Sous-directeur de l'immobilier au sein du Ministère de l'Enseignement supérieur, de la Recherche et de l'Innovation, Guillaume Decroix est en première ligne en ce qui concerne la dévolution du patrimoine immobilier universitaire. Il fait un point sur la deuxième vague de dévolution en cours et sur les prochaines étapes.

Pouvez-vous nous faire un point de situation ?

En 2016, nous avons lancé un appel à candidatures pour une deuxième vague de dévolution. Onze universités ont répondu et ont été auditées. Parmi celles-ci, quatre ont obtenu le feu vert pour activer le processus de dévolution : Aix-Marseille, Bordeaux, Caen et Tours. L'échantillon était particulièrement intéressant, avec des petites et des grandes, une bonne répartition géographique, certaines intégrées à la ville et d'autres en dehors. Les procédures ont commencé courant 2017.

Pourquoi avoir lancé cette deuxième vague ?

Un rapport de l'inspection générale a dressé un bilan extrêmement positif de la première vague, et ce bien au-delà de la simple dimension budgétaire : c'est toute la posture politique de ces universités, vis-à-vis de leur environnement qui a changé. Grâce à la dévolution, l'université n'est plus simplement une dépendance de l'Etat, elle est désormais devenue un interlocuteur qui crée la cité. N'oublions pas que bien souvent, dans une métropole, l'université pèse 10 % de la population. Elle est donc un élément essentiel qui fait le lien entre cette population et le tissu économique local.

Quelles sont les conditions pour obtenir ce feu vert ?

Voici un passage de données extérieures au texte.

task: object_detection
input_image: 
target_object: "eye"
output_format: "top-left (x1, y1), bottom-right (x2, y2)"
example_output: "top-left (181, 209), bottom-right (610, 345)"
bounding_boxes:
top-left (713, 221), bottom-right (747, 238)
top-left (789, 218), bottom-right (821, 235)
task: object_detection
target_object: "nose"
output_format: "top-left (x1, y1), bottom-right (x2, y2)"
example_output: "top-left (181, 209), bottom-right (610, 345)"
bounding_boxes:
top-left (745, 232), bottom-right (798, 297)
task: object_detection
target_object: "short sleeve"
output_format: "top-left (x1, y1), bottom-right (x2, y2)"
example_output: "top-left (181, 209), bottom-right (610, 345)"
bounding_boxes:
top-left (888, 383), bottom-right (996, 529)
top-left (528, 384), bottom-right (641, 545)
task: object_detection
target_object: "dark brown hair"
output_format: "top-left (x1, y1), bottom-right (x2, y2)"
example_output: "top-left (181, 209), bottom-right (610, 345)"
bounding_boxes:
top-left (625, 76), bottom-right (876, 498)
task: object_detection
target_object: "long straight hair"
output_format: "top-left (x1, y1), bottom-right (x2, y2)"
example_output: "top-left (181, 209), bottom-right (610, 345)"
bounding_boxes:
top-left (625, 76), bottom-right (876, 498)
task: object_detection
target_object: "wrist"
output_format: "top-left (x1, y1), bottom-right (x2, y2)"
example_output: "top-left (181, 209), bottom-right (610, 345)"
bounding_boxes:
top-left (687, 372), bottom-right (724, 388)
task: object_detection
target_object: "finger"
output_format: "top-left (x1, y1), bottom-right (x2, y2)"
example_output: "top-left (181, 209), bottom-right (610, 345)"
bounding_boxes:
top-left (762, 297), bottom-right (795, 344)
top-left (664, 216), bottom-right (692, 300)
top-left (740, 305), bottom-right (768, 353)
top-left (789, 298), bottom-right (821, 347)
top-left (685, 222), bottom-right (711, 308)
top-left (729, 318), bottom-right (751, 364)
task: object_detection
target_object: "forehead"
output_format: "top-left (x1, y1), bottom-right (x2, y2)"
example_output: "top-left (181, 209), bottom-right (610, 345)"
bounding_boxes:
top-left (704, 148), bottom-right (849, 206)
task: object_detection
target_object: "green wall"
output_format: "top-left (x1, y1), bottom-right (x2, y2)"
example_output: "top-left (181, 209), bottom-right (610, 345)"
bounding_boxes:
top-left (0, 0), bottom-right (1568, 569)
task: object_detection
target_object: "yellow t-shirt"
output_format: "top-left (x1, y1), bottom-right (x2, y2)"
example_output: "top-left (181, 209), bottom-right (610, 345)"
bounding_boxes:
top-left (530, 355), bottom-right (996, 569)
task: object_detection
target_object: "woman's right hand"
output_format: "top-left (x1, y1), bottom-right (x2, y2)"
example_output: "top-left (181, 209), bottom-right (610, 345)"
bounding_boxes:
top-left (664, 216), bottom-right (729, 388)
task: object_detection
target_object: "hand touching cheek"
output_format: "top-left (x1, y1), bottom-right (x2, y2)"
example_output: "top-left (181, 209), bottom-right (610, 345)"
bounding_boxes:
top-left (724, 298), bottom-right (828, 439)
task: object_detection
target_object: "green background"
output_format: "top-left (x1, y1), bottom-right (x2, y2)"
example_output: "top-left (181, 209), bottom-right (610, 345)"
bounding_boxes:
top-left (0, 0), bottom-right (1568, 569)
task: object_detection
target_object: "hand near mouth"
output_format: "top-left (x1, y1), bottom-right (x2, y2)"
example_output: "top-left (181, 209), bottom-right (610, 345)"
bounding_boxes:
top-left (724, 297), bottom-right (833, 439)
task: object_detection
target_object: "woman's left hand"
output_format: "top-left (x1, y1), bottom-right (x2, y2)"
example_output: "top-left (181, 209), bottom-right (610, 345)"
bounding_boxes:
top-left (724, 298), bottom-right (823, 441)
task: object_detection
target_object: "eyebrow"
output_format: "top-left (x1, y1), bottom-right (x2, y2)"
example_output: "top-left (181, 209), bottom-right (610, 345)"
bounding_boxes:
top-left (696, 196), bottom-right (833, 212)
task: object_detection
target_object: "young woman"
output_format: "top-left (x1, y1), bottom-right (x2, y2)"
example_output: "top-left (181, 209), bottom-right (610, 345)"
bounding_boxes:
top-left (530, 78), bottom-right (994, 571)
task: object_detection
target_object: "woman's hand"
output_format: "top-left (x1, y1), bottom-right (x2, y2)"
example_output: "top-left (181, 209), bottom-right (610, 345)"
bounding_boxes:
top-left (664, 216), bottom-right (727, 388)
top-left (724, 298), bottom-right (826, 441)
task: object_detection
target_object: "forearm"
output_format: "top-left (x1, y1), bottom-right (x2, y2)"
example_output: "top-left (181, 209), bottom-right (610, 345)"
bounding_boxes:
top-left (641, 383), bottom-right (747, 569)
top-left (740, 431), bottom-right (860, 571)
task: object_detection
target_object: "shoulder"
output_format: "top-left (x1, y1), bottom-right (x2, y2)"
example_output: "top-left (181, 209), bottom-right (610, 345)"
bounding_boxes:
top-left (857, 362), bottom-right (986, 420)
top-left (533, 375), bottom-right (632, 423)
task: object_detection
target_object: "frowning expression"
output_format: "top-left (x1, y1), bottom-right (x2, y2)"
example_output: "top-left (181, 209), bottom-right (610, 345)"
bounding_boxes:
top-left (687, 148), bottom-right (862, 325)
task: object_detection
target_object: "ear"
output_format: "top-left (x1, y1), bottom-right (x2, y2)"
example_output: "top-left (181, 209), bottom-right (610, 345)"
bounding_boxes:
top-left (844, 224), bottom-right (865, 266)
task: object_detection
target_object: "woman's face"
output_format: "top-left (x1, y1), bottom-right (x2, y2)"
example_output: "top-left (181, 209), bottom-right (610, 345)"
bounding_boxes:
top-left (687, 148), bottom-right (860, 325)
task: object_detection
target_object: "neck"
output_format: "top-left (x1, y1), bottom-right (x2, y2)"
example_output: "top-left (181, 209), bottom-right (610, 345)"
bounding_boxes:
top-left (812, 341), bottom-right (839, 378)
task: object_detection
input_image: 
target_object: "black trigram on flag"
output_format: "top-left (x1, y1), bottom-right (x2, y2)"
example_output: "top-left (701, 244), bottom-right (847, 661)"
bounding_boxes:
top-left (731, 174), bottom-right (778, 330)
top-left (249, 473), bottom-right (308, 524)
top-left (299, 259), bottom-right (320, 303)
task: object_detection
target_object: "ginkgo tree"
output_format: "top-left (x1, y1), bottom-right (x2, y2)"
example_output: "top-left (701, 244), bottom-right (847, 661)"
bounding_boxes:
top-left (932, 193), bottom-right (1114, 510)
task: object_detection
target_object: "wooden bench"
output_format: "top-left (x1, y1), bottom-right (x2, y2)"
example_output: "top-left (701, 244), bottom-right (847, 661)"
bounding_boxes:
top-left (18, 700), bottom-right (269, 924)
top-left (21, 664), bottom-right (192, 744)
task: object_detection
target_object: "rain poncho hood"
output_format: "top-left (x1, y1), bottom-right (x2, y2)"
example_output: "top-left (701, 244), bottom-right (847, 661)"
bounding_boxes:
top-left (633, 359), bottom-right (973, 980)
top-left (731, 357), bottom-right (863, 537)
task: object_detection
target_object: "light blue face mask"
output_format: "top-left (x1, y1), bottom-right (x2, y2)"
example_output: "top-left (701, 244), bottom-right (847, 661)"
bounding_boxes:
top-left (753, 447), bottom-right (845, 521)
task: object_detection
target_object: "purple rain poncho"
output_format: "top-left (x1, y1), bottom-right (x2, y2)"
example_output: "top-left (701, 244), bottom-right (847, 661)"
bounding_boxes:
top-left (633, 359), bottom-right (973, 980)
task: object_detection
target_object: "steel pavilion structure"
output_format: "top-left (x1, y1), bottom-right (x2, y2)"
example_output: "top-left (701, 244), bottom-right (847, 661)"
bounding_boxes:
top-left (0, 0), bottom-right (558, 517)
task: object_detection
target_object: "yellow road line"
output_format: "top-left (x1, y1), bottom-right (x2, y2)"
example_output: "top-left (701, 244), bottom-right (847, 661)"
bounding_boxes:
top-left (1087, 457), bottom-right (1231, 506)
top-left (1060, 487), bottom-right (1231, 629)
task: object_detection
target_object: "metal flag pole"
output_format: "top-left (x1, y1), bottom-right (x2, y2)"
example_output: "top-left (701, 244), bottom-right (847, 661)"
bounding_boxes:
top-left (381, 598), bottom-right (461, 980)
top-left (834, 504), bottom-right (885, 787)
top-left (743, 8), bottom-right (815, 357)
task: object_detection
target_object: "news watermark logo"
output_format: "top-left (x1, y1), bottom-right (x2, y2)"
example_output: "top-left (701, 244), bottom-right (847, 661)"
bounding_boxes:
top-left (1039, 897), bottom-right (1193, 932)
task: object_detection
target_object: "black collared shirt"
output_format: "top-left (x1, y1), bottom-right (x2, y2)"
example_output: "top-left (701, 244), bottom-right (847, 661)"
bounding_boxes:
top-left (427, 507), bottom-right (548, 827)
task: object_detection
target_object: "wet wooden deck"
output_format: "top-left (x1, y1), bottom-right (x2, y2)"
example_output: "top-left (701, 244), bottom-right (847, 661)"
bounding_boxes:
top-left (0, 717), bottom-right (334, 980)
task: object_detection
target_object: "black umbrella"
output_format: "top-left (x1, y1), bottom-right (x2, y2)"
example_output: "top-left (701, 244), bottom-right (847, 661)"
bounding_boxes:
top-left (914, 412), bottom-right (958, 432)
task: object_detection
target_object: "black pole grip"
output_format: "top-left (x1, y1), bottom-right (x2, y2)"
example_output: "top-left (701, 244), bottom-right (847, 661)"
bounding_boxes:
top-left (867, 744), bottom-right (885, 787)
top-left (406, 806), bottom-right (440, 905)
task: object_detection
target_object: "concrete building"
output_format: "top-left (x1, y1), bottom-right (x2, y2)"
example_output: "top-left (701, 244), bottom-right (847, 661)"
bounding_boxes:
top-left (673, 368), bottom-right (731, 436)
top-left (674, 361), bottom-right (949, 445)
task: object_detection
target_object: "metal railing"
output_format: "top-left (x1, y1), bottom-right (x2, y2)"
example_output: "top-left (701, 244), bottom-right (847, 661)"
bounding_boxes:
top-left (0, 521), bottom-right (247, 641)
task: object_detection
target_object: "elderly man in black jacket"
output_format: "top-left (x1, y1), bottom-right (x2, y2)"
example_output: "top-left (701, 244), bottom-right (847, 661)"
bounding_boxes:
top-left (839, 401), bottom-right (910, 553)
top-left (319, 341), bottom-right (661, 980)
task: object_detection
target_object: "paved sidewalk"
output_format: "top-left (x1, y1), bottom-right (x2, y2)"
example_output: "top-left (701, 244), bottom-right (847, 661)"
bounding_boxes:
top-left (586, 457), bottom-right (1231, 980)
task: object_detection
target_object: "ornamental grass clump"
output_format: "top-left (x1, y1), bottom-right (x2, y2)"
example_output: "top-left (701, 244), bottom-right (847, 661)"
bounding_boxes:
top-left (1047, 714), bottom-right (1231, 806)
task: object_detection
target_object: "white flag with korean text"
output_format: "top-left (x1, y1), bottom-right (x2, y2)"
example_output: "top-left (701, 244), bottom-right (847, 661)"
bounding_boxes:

L'université concernée doit avoir parfaitement identifié son parc immobilier et avoir mis en place un SPSI (schéma pluriannuel de stratégie immobilière), validé par le MESRI et par la direction immobilière de l'Etat, au niveau local et national. Cela garantit que la dévolution s'inscrive dans une vision politique globale de long terme, et non par effet d'aubaine.

Ensuite ?

Aix-Marseille a signé une convention de dévolution, ensuite, un arrêté ministériel viendra entériner la décision. Puis, une période d'un an viendra pour tout régler au niveau administratif, avec les actes notariés. (passage du chapitre politique au chapitre administratif). Bordeaux suit juste derrière, l'examen de son dossier viendra à l'été. Caen à l’automne et enfin Tours en fin 2020.

Qu'en est-il de l'accompagnement financier pour cette deuxième vague ? La dotation est-elle toujours d'actualité ?

Pour ces quatre universités, nous avons préféré maintenir les financements existants : CPER (contrat de plan Etat-région) et financement immobilier pour la sécurité et accessibilité. Entre une université qui bénéficie de la dévolution et une autre, il n'y a aucune différence de traitement au niveau financier !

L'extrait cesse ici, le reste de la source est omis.